Let’s first take a look at what drives your blood pressure.
Unlike a river, which flows continuously downstream, blood flow is pulsatile, with ebb and flow driven by pumping heart muscle. This cycle repeats itself 60 or so times each minute, every time your heart beats. With each heartbeat occurring about once per second, the heart squeezes, or contracts, within a split-second. The rapid contraction forces about 90 cc of blood (approximately 1/3 cup) up, pushing the aortic valve open, and blood passes up into the aorta and rapidly distributes upward to the brain (via the carotid arteries on either side of the neck), the arms, and downward to the abdomen, pelvis, and legs. The force of heart contraction and its rapid distribution to the body is measured as systolic pressure, or the top number in blood pressure.
As the 90 cc or so of ejected blood distributes rapidly throughout the body, pressure in all the arteries drops over the ensuing half second, and the aortic valve closes. This resting phase of blood pressure is measured as diastolic pressure.
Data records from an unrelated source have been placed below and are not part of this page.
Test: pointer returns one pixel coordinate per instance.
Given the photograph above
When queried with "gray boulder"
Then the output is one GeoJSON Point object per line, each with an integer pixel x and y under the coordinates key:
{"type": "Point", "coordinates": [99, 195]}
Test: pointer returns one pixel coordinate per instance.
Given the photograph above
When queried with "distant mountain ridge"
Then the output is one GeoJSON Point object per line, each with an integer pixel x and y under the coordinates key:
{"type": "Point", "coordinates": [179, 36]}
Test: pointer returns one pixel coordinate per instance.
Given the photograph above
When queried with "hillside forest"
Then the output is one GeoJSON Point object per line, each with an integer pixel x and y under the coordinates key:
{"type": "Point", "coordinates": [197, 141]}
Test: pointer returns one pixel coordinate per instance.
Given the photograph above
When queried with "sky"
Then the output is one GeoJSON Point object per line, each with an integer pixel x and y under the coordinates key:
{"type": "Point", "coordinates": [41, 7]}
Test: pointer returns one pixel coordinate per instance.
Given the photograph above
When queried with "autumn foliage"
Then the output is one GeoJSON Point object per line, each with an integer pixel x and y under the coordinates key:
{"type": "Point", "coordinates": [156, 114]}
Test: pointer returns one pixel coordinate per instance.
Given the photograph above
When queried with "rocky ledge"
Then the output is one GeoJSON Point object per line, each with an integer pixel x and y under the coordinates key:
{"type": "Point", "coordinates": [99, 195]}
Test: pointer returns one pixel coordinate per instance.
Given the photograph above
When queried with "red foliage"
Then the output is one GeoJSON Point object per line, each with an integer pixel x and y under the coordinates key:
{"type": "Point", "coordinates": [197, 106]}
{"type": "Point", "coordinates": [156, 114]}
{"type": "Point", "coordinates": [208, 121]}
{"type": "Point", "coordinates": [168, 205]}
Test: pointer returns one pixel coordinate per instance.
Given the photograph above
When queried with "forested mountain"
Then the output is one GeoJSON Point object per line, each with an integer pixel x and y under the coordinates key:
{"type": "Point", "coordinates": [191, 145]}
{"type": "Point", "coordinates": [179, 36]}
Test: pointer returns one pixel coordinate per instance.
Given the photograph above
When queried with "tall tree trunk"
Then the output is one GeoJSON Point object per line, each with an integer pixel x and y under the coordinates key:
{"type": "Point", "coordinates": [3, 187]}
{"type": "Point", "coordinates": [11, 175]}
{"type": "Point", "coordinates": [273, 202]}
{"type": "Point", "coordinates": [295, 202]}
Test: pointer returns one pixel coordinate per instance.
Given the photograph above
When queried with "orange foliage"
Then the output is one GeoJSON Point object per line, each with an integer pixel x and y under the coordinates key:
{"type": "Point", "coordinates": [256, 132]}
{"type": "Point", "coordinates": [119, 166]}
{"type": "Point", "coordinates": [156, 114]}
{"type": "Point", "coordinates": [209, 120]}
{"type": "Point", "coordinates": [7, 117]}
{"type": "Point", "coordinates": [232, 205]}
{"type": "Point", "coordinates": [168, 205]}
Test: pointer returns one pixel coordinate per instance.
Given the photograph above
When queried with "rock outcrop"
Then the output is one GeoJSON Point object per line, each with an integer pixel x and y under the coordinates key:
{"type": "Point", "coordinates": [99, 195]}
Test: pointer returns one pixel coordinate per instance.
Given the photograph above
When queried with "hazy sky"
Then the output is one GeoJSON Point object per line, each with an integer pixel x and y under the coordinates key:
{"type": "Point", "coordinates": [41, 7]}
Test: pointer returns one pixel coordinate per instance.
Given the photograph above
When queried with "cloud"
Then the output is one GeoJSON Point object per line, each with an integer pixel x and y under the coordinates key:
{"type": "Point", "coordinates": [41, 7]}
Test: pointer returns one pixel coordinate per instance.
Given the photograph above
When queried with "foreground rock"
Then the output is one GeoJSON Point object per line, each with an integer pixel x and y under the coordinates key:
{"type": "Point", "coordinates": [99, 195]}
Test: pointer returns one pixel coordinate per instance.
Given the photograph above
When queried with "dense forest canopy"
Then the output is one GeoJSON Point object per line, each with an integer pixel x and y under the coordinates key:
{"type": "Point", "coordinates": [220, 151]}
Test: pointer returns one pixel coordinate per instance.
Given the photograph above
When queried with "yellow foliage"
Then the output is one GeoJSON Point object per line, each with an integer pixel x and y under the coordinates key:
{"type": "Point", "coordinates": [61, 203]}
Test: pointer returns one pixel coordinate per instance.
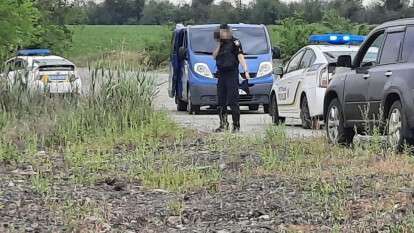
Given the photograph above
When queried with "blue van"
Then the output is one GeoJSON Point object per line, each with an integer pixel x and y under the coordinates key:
{"type": "Point", "coordinates": [192, 80]}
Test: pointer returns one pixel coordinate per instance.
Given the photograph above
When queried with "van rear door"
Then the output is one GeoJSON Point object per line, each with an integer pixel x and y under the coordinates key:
{"type": "Point", "coordinates": [175, 63]}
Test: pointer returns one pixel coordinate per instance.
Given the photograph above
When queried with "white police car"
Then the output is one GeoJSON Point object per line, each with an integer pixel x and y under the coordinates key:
{"type": "Point", "coordinates": [298, 91]}
{"type": "Point", "coordinates": [43, 72]}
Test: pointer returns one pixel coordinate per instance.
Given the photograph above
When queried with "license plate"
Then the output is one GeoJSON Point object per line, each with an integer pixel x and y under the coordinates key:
{"type": "Point", "coordinates": [241, 92]}
{"type": "Point", "coordinates": [57, 78]}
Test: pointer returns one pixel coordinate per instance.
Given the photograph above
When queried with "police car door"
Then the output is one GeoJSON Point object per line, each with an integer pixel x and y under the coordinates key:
{"type": "Point", "coordinates": [289, 82]}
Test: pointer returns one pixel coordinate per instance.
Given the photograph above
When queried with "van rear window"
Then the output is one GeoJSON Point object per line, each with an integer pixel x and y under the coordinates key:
{"type": "Point", "coordinates": [254, 40]}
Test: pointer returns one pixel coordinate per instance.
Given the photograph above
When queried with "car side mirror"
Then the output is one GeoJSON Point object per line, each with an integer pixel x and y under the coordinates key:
{"type": "Point", "coordinates": [182, 53]}
{"type": "Point", "coordinates": [344, 61]}
{"type": "Point", "coordinates": [276, 53]}
{"type": "Point", "coordinates": [279, 71]}
{"type": "Point", "coordinates": [332, 67]}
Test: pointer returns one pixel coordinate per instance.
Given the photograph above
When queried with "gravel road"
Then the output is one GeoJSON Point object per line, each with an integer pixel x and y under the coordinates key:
{"type": "Point", "coordinates": [252, 122]}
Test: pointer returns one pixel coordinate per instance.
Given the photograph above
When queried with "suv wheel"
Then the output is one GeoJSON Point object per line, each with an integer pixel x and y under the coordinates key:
{"type": "Point", "coordinates": [335, 129]}
{"type": "Point", "coordinates": [192, 109]}
{"type": "Point", "coordinates": [395, 126]}
{"type": "Point", "coordinates": [274, 112]}
{"type": "Point", "coordinates": [304, 114]}
{"type": "Point", "coordinates": [181, 105]}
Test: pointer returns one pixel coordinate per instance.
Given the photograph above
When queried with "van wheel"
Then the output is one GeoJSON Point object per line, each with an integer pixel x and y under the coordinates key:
{"type": "Point", "coordinates": [266, 108]}
{"type": "Point", "coordinates": [335, 125]}
{"type": "Point", "coordinates": [181, 105]}
{"type": "Point", "coordinates": [253, 107]}
{"type": "Point", "coordinates": [274, 112]}
{"type": "Point", "coordinates": [304, 114]}
{"type": "Point", "coordinates": [396, 126]}
{"type": "Point", "coordinates": [192, 109]}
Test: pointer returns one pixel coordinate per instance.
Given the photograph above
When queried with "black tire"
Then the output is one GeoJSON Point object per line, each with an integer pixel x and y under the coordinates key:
{"type": "Point", "coordinates": [266, 108]}
{"type": "Point", "coordinates": [305, 114]}
{"type": "Point", "coordinates": [274, 112]}
{"type": "Point", "coordinates": [253, 107]}
{"type": "Point", "coordinates": [191, 108]}
{"type": "Point", "coordinates": [397, 145]}
{"type": "Point", "coordinates": [181, 105]}
{"type": "Point", "coordinates": [344, 135]}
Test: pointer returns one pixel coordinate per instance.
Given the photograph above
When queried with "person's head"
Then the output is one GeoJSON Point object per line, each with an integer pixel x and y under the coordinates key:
{"type": "Point", "coordinates": [225, 32]}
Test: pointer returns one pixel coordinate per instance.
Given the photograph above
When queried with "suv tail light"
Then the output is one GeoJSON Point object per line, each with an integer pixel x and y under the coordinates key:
{"type": "Point", "coordinates": [324, 77]}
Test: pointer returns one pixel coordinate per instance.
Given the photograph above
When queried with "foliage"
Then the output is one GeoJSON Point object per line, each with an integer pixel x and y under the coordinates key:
{"type": "Point", "coordinates": [29, 23]}
{"type": "Point", "coordinates": [293, 34]}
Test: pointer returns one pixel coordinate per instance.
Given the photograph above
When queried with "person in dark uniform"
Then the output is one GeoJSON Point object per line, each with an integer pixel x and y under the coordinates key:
{"type": "Point", "coordinates": [228, 56]}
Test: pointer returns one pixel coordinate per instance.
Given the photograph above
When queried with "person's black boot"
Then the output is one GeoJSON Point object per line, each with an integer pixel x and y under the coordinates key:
{"type": "Point", "coordinates": [236, 127]}
{"type": "Point", "coordinates": [224, 124]}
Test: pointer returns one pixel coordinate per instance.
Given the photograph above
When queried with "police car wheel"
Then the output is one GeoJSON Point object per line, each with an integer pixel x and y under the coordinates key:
{"type": "Point", "coordinates": [253, 107]}
{"type": "Point", "coordinates": [181, 105]}
{"type": "Point", "coordinates": [192, 109]}
{"type": "Point", "coordinates": [274, 112]}
{"type": "Point", "coordinates": [304, 114]}
{"type": "Point", "coordinates": [335, 125]}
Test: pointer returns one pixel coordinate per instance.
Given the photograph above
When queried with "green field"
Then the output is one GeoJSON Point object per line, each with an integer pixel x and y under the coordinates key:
{"type": "Point", "coordinates": [91, 42]}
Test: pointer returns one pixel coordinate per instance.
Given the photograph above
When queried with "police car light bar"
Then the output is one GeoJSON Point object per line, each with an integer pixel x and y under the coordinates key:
{"type": "Point", "coordinates": [34, 52]}
{"type": "Point", "coordinates": [336, 39]}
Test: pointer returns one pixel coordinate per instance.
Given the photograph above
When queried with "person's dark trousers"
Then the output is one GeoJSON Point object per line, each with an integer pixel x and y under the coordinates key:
{"type": "Point", "coordinates": [228, 95]}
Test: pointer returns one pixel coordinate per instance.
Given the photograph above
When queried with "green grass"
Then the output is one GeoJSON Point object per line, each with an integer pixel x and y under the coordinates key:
{"type": "Point", "coordinates": [95, 41]}
{"type": "Point", "coordinates": [126, 42]}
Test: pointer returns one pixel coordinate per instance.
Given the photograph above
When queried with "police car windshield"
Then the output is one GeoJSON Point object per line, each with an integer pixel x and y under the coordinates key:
{"type": "Point", "coordinates": [253, 40]}
{"type": "Point", "coordinates": [332, 56]}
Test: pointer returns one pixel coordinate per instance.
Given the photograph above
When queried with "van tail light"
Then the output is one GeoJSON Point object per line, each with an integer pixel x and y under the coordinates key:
{"type": "Point", "coordinates": [324, 78]}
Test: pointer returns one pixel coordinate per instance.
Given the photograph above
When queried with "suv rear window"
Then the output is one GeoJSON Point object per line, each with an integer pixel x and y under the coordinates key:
{"type": "Point", "coordinates": [391, 50]}
{"type": "Point", "coordinates": [408, 48]}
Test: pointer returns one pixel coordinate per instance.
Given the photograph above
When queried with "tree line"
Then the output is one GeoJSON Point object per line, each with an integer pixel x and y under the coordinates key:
{"type": "Point", "coordinates": [210, 11]}
{"type": "Point", "coordinates": [33, 24]}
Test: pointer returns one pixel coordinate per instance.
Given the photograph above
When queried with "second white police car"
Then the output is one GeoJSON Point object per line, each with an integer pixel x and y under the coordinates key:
{"type": "Point", "coordinates": [42, 72]}
{"type": "Point", "coordinates": [298, 91]}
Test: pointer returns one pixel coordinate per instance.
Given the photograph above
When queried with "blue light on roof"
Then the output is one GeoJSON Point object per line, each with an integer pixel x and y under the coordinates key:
{"type": "Point", "coordinates": [336, 39]}
{"type": "Point", "coordinates": [34, 52]}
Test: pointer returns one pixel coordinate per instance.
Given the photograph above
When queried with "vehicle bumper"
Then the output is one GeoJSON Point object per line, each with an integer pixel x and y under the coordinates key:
{"type": "Point", "coordinates": [58, 87]}
{"type": "Point", "coordinates": [206, 94]}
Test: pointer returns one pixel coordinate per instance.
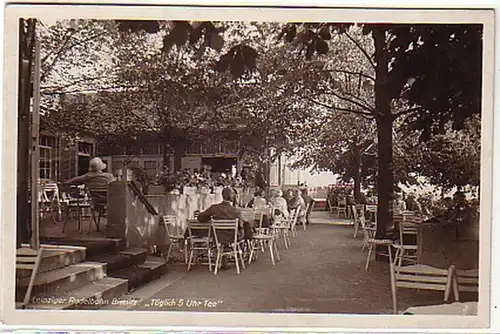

Thus, blood pressure is the driving force within the arteries of the body, literally the hydraulic pressure that drives blood flow to all organs.
Just understanding the basic phenomena behind blood pressure allows us to immediately identify some ways blood pressure can go haywire:
If the volume of blood contained in the entire circulation is increased (e.g., fluid retention resulting from excessive sodium in the diet or poor kidney function), then the volume of blood ejected from the heart increases and the entire network of arteries and veins in the body are filled towards greater distention, raising systolic pressure.
If the volume of blood contained in the entire circulation is decreased (e.g., dehydration, hemorrhage), then systolic pressure will drop. This is hypotension, the opposite of hypertension.
A factor that affects both systolic and diastolic pressure is the flexibility, or “give,” of the arteries of the body. Soft, flexible arteries expand with the increased blood volume of systole and easily relax with diastole. Rigid arteries can’t accommodate the increased volume of systole, nor relax with diastole; this is common in arteries lined with semi-rigid atherosclerotic plaque (often appropriately called “hardening of the arteries”) or with any condition that simply adds rigidity to the artery walls.
If the aortic valve is leaky, and blood flows backward back into the heart during diastole, then diastolic pressure drops to abnormal levels, e.g., 50 mmHg, indicating abnormally rapid distribution of blood.